Regards croisés avec Fabrice Vil

La culture du viol prend vie

Photo de la pièce Les glaces. Sur la photo: Valérie Laroche et Olivier Normand
Crédit photo: Suzane O’Neill

Je n’ai jamais pensé qu’une personne pourrait se glacer le sang avec humour. C’est pourtant ce qui m’est arrivé en lisant Les glaces, le texte de Rébecca Déraspe.

«Je ne sais pas exactement quand l’expression “culture du viol” a fait son entrée dans le lexique québécois. Par contre, je sais pourquoi elle me donne de l’urticaire. Et pourquoi, à mon avis, elle ne s’applique pas à nous.»

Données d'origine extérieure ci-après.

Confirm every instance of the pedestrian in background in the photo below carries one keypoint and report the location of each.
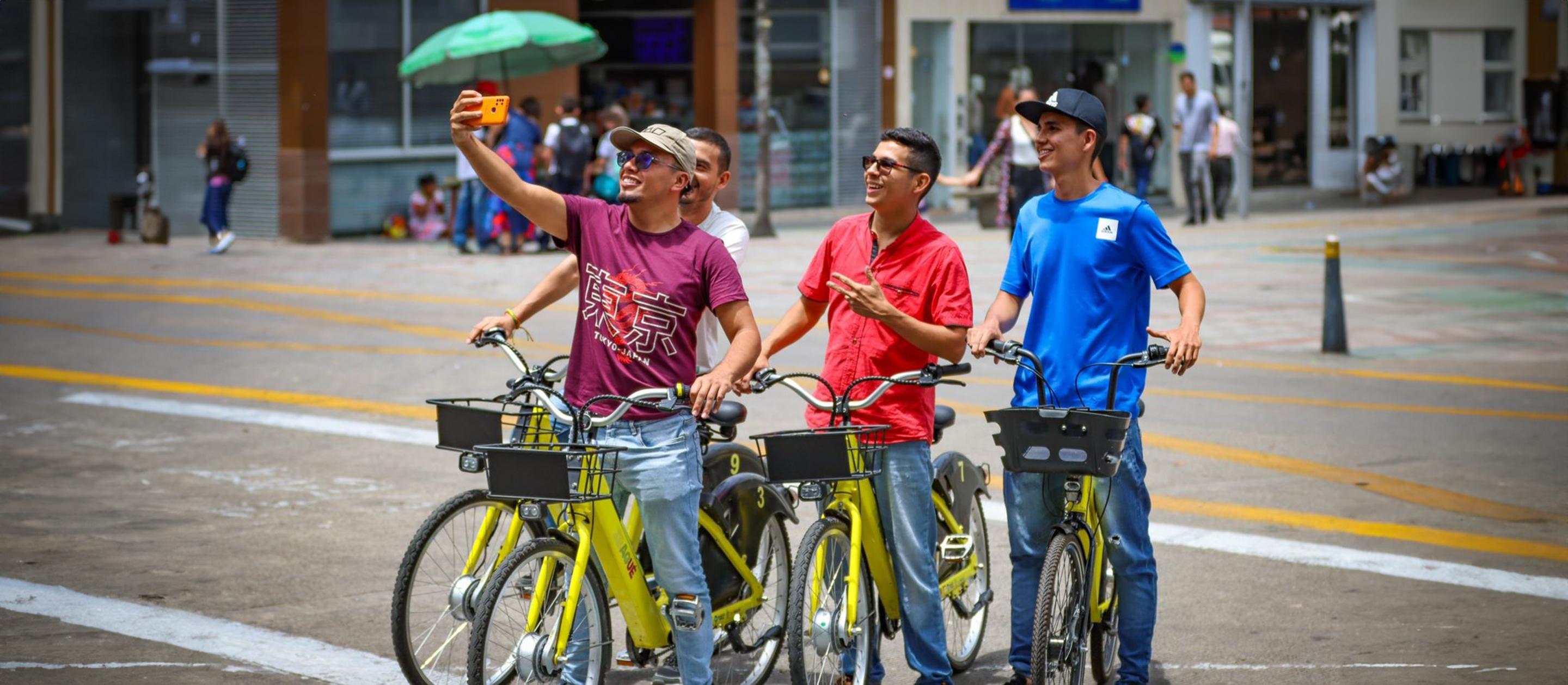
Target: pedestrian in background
(473, 198)
(220, 154)
(518, 145)
(1196, 115)
(604, 170)
(1141, 140)
(568, 150)
(1227, 138)
(1013, 143)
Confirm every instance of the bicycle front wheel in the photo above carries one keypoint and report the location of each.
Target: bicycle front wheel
(1061, 615)
(504, 650)
(824, 643)
(966, 634)
(433, 598)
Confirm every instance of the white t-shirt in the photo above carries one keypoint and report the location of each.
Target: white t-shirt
(1023, 150)
(553, 137)
(711, 341)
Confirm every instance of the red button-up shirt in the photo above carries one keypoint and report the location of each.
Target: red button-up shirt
(922, 273)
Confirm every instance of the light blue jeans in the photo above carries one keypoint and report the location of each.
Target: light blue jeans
(1034, 507)
(908, 518)
(662, 466)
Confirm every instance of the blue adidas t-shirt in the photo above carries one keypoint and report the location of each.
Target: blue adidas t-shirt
(1087, 266)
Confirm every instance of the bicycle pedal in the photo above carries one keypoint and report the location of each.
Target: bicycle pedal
(957, 547)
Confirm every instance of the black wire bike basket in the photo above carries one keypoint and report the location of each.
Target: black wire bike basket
(822, 454)
(549, 471)
(1061, 441)
(462, 424)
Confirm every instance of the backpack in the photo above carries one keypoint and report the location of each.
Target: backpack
(239, 164)
(573, 151)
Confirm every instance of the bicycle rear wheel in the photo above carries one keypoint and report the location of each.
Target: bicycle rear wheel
(817, 641)
(966, 634)
(1061, 615)
(503, 650)
(433, 601)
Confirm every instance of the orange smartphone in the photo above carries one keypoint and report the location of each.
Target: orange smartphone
(494, 110)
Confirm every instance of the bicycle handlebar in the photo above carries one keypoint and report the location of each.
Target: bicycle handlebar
(498, 337)
(930, 375)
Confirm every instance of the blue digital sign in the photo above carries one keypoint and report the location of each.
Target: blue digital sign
(1082, 5)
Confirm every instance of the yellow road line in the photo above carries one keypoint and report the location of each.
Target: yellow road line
(1438, 378)
(268, 308)
(1388, 486)
(1324, 403)
(255, 394)
(241, 344)
(1366, 529)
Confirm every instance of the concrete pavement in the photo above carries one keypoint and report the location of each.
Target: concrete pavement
(1437, 440)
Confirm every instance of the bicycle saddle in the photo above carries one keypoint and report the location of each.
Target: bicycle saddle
(728, 415)
(946, 417)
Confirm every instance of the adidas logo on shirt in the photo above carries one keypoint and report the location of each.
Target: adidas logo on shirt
(1107, 230)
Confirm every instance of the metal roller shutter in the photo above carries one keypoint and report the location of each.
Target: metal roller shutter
(248, 101)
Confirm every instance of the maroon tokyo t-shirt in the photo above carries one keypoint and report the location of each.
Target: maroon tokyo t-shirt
(639, 301)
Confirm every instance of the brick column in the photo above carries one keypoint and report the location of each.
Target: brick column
(305, 200)
(715, 81)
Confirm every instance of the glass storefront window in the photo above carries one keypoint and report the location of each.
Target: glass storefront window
(16, 30)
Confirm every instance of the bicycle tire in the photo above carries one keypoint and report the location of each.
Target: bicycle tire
(1065, 604)
(982, 547)
(444, 671)
(1104, 637)
(751, 631)
(799, 626)
(593, 610)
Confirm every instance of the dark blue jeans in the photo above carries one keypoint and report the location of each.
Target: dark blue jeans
(1142, 176)
(1034, 505)
(216, 207)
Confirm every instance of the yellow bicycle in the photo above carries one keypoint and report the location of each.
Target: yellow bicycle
(458, 547)
(1076, 609)
(833, 609)
(548, 613)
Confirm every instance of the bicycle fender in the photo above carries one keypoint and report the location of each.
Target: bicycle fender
(960, 482)
(725, 460)
(742, 488)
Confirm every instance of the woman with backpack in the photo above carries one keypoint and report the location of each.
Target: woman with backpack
(226, 164)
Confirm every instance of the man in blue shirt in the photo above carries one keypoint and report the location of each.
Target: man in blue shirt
(1087, 253)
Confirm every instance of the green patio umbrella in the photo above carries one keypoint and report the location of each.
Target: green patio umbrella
(499, 46)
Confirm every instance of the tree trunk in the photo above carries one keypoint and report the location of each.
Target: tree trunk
(764, 106)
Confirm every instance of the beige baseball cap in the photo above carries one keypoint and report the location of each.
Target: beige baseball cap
(664, 137)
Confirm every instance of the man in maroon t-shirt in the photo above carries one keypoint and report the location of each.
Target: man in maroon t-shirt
(911, 308)
(647, 275)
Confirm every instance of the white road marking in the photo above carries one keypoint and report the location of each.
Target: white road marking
(201, 634)
(60, 667)
(1277, 549)
(266, 417)
(1316, 667)
(1337, 557)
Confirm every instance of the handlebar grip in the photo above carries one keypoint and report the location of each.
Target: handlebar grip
(952, 371)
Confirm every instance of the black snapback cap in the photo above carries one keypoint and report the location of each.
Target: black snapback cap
(1071, 102)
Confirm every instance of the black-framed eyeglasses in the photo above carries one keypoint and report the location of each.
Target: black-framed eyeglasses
(885, 165)
(644, 161)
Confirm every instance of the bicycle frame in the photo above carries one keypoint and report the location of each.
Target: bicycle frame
(599, 532)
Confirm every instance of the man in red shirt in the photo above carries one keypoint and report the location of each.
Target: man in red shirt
(897, 297)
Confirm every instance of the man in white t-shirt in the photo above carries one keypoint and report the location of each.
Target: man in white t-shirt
(699, 207)
(569, 150)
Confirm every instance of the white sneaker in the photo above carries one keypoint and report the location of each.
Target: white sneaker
(223, 243)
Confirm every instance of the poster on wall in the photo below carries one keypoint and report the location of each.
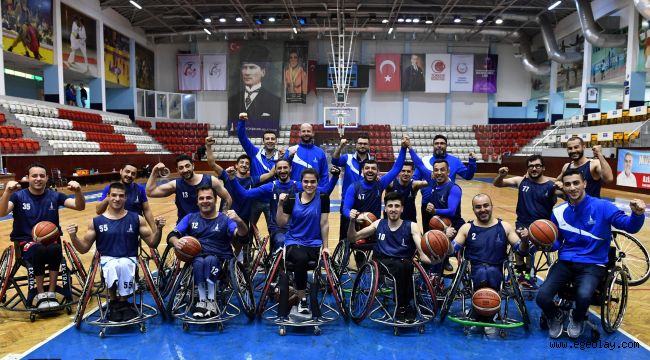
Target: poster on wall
(462, 72)
(387, 74)
(485, 73)
(412, 69)
(214, 72)
(254, 79)
(633, 168)
(116, 57)
(438, 73)
(607, 63)
(27, 29)
(296, 79)
(189, 72)
(79, 41)
(144, 63)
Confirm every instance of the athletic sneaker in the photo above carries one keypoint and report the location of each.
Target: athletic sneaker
(303, 307)
(574, 330)
(555, 325)
(199, 310)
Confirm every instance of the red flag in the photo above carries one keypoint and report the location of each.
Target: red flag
(311, 77)
(387, 72)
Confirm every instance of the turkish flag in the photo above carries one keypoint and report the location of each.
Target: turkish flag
(387, 72)
(311, 77)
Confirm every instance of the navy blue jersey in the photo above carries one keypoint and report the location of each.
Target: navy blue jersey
(30, 209)
(304, 221)
(213, 234)
(136, 196)
(408, 198)
(442, 200)
(486, 245)
(535, 201)
(240, 205)
(117, 238)
(398, 243)
(186, 196)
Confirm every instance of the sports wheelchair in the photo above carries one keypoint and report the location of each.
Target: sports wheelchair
(374, 296)
(462, 289)
(143, 280)
(611, 295)
(233, 280)
(279, 293)
(12, 285)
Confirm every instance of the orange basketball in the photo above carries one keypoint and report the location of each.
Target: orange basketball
(365, 219)
(543, 231)
(439, 223)
(45, 232)
(486, 301)
(191, 248)
(435, 242)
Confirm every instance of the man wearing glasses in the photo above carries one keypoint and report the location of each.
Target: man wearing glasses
(535, 201)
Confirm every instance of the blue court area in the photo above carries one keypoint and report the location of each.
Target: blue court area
(241, 339)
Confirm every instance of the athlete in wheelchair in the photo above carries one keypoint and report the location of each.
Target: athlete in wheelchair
(386, 289)
(116, 235)
(485, 252)
(203, 291)
(47, 274)
(305, 249)
(585, 262)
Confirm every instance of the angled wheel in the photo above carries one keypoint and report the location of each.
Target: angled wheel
(612, 309)
(155, 294)
(335, 285)
(635, 257)
(86, 292)
(364, 291)
(453, 291)
(75, 265)
(240, 281)
(6, 264)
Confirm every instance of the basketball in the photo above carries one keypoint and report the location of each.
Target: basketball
(435, 242)
(543, 231)
(45, 232)
(439, 223)
(365, 219)
(486, 301)
(191, 248)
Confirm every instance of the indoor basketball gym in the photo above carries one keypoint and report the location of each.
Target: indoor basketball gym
(500, 81)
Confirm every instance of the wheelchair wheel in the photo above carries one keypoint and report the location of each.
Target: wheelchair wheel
(76, 267)
(167, 271)
(86, 292)
(6, 264)
(635, 258)
(612, 309)
(268, 287)
(424, 291)
(453, 291)
(240, 281)
(364, 291)
(155, 294)
(335, 285)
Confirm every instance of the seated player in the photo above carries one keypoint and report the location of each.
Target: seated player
(30, 206)
(214, 230)
(306, 214)
(486, 246)
(117, 234)
(584, 223)
(397, 242)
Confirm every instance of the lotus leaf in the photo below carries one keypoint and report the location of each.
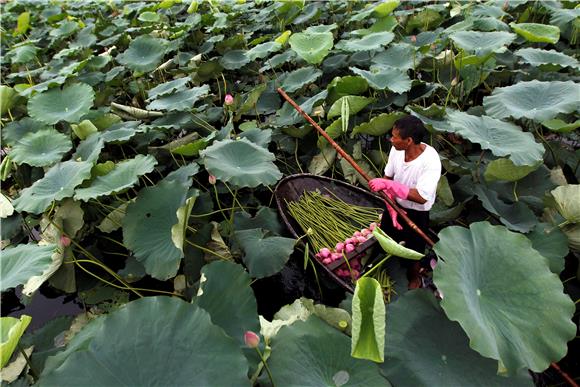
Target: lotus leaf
(124, 175)
(264, 255)
(368, 321)
(481, 298)
(552, 243)
(41, 148)
(145, 53)
(263, 50)
(300, 78)
(504, 169)
(168, 87)
(370, 42)
(400, 56)
(536, 100)
(181, 100)
(355, 105)
(147, 227)
(67, 104)
(440, 355)
(538, 57)
(58, 183)
(378, 125)
(313, 47)
(312, 353)
(241, 162)
(500, 137)
(22, 262)
(482, 43)
(11, 329)
(113, 354)
(385, 77)
(16, 130)
(234, 59)
(517, 216)
(227, 296)
(534, 32)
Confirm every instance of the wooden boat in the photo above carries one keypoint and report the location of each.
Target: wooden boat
(291, 189)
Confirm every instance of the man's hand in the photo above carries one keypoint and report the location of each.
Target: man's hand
(391, 187)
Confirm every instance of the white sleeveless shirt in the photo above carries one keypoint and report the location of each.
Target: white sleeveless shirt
(423, 174)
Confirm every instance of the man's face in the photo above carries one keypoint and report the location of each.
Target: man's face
(398, 142)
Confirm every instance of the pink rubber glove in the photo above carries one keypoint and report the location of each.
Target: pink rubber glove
(390, 187)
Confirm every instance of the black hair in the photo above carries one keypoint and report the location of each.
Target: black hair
(411, 126)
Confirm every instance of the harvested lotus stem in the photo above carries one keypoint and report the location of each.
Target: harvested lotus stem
(331, 219)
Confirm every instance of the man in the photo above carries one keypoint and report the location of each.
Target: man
(411, 176)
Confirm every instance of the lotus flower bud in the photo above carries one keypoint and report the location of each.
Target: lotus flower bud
(251, 339)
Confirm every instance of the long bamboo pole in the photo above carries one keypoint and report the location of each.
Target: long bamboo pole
(347, 157)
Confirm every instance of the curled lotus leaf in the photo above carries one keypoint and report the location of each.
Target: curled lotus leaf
(123, 175)
(118, 350)
(145, 53)
(537, 33)
(482, 43)
(481, 298)
(500, 137)
(42, 148)
(241, 163)
(67, 104)
(536, 100)
(370, 42)
(538, 57)
(58, 183)
(300, 78)
(311, 46)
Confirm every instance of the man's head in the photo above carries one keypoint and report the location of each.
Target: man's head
(406, 131)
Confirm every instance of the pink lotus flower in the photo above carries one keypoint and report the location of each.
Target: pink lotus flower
(251, 339)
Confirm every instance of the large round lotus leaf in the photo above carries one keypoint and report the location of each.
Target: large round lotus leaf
(373, 41)
(147, 228)
(539, 101)
(355, 105)
(482, 43)
(228, 298)
(378, 125)
(58, 183)
(300, 78)
(312, 353)
(23, 262)
(41, 148)
(401, 56)
(504, 296)
(538, 57)
(153, 341)
(11, 329)
(438, 355)
(312, 47)
(181, 100)
(241, 163)
(124, 175)
(534, 32)
(234, 59)
(16, 130)
(263, 50)
(264, 255)
(145, 53)
(385, 77)
(500, 137)
(67, 104)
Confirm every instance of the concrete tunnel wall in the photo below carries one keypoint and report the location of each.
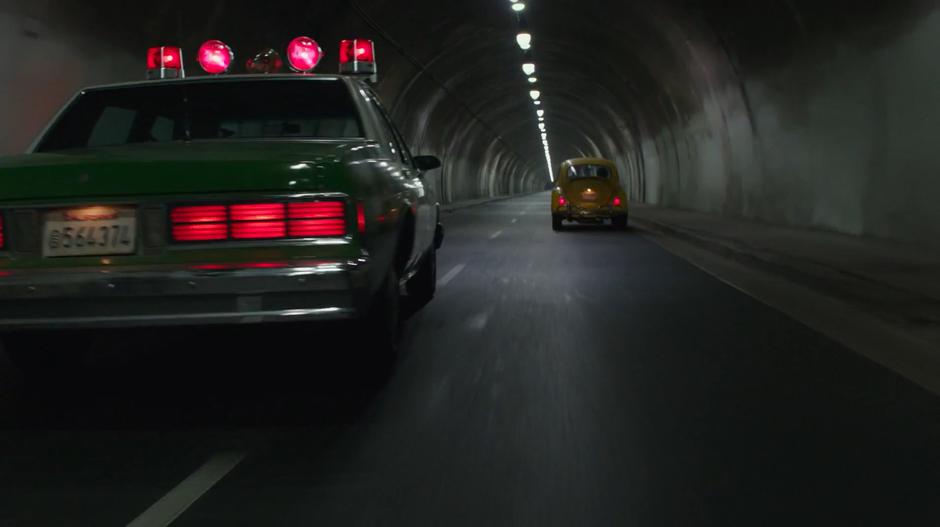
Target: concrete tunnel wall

  • «Spotted» dans un journal populaire de «cheu nous» (excusez-moi l’anglicisme et le joual).

 

Quoi dire? Cette citation contient essentiellement trois choses. Premièrement, l’expression d’une incompréhension ou d’une ignorance («je ne sais pas»). Deuxièmement, la description d’une réaction («l’urticaire»). Troisièmement, une opinion («la culture du viol ne s’applique pas à nous»).

Commençons par le troisième aspect: je suis en profond désaccord avec l’opinion contenue dans cette citation.

Cela dit, je suis sensible à la réaction. Selon mon expérience, lorsque, dans la vie privée ou dans l’espace public, on tente d’identifier et de définir un phénomène qui se fond subtilement dans notre environnement, des réactions vives se manifestent. C’est parce que c’est bien difficile de parler de ce qui, pour certaines personnes, est littéralement imperceptible. Pour illustrer ce problème, certains auteurs parlent de la difficulté qu’aurait un poisson à parler de la température de l’eau. Le poisson ne sait même pas qu’il est dans l’eau.

De façon similaire, il semble donc difficile d’accepter la culture du viol, compte tenu des aspects intangibles de cette culture, mais aussi de sa gravité. Quoi? Une culture, chez nous, qui minimise, normalise ou encourage le viol? Me semble que nous devrions tous·tes en faire de l’urticaire.

D’où l’importance de la sensibilisation et de l’éducation, afin de répondre à l’ignorance et à l’incompréhension liées au phénomène. Pour étaler mon érudition de bobo de gauche de Montréal – Les glaces en parle de ça. Toute est dans toute –, je tiens à dire que je ne mecspliquerai pas la culture du viol.

Entendez-moi bien: je crois que nous, les hommes, devons parler ensemble de notre responsabilité vis-à-vis des violences physiques, psychologiques et sexuelles qui sévissent dans notre société. Cela étant dit, je crois que mon mecsplication, ici, serait bien moins savante que les ouvrages féministes sur la question. Je pense entre autres au travail de personnes comme Tarana Burke, à l’origine du mouvement #MeToo, ou encore de Martine Delvaux, qui m’a d’ailleurs précédée à La Licorne.

J’aurais aussi, par mes propos, beaucoup moins d’impact qu’une histoire habilement racontée. Une histoire qui, tout en me tordant de rire, me donnerait des étourdissements par le sérieux de sa démarche. Une histoire qui, par la beauté, la souffrance et la complexité de ses personnages, me pognerait par les couilles pour me dire fermement: c’est de ça que les femmes parlent. Une histoire qui me glacerait le sang et m’ouvrirait davantage les yeux. Une histoire comme Les glaces, tiens.

J’ai lu le texte de la pièce. Merci à Noémie, Vincent, Marianne, Richard, Sébastien, Jeanne, Valérie et Théo, ces personnages qui m’ont invité à constater certaines évidences liées à la culture du viol, mais aussi à des nuances qui méritent d’être saisies afin d’asseoir l’idée que, oui, cette culture fait partie de notre humanité. L’amitié, l’amour, la famille, la parentalité, la jeunesse. Des thèmes liés à la culture du viol que nous observons à travers ces personnages.

La plume de Rébecca Déraspe, qui leur donne vie, mérite d’être saluée. Elle rend ainsi concret un phénomène systémique intangible, mais sévère. En même temps, je l’imagine écrire son texte, sourire léger en coin, en y insérant ici et là quelques lignes qui exposent comment nous sommes cons, parfois, les hommes. Surtout les citadins milléniaux qui, après quelques lectures et écoutes de balados, croyons avoir compris dans notre tête ce qu’est la vertu et peinons, dans la vraie vie, à dealer avec nos contradictions.

Le texte est magnifique et j’ai bien hâte de le voir livré sur les planches de La Licorne.